Problem 5 - Twitter analysis

Q (Optional): What is the fraction of tweets that are neutral i.e. neither happy nor sad.

How do I calculate this? In problem set, there are about 10 tweets. 6 of them being happy, while 2 of them being sad. Now, how do I find tweets that are neutral?
Is it 2 tweets that are neutral? because from 10 tweets, 6 are happy and 2 are sad making other left 2 tweets neutral.?
Will we have neutral tweets
if number of happy tweets == number of sad tweets?

I’m not sure if this is the most efficient way to calculate the number of neutral tweets, but it is how I approached the problem:

It is easier to classify happy/sad tweets than those that are not happy/sad
i.e. filtering by

for i in range(number_of_tweets):
    for h_word in happy_words:

as opposed to

for i in range(number_of_tweets):
    for h_word not in happy_words:

By definition, we have that

number_of_neutral_tweets = number_of_tweets - (number_of_happy_tweets + number_of_sad_tweets)

This can be achieved by first assuming that all tweets are neutral, then removing happy/sad tweets from this number in a for loop using the happy/sad filters (which I will leave for you to complete :slightly_smiling_face:).

You are correct though, there are 2 neutral tweets in the dataset.

1 Like

This question induces you to use a for loop, but I think that is the most expensive solution in terms of computational cost.

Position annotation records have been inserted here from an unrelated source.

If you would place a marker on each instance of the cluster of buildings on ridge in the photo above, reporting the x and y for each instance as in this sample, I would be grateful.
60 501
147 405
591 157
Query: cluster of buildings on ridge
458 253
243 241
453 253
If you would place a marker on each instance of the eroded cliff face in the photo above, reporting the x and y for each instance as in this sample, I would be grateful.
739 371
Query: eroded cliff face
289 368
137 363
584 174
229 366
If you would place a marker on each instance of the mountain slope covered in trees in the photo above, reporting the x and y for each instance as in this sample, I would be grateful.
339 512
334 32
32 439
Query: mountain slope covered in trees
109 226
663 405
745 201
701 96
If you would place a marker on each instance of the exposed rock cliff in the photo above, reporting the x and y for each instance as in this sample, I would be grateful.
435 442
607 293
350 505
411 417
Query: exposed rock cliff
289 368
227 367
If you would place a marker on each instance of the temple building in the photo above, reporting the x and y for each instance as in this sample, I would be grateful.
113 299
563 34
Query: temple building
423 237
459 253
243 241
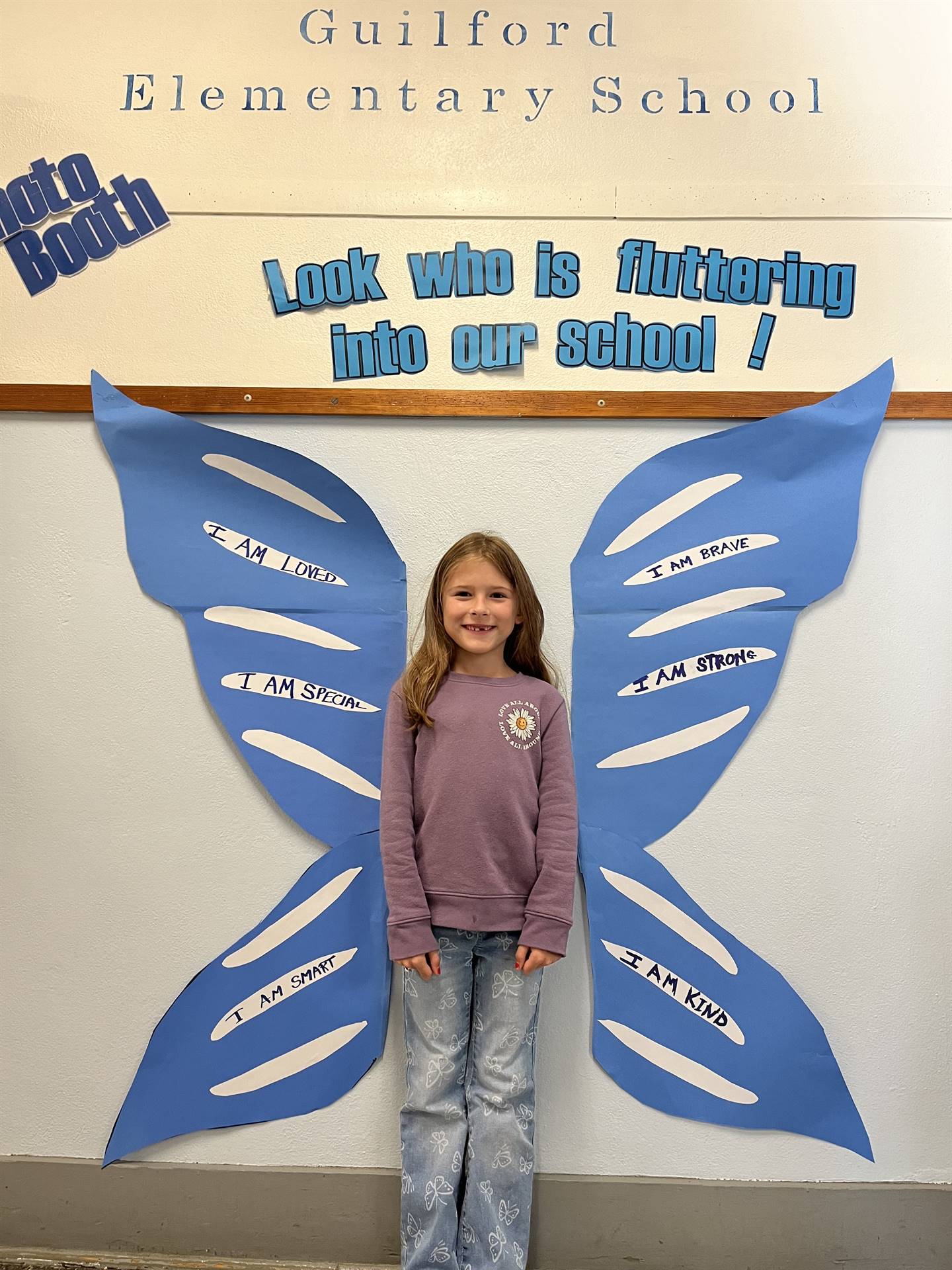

neutral_fraction = 1 - ((number_of_happy_tweets + number_of_sad_tweets) / number_of_tweets)

Plain simple. Am I wrong?

As we know that happy, sad and neutral tweets are mutually exclusive (if it is a happy tweet then how is it supposed to be a sad or neutral ? ).So your first concept is okay to be implemented.
Yes , we may have neutral tweets even though happy tweets == sad tweets.
for instance,
total number of tweets = 10 ;
number of happy tweets = 2
number of sad tweets = 2
neutral tweets = total - happy -sad = 10 - 2- 2 = 6.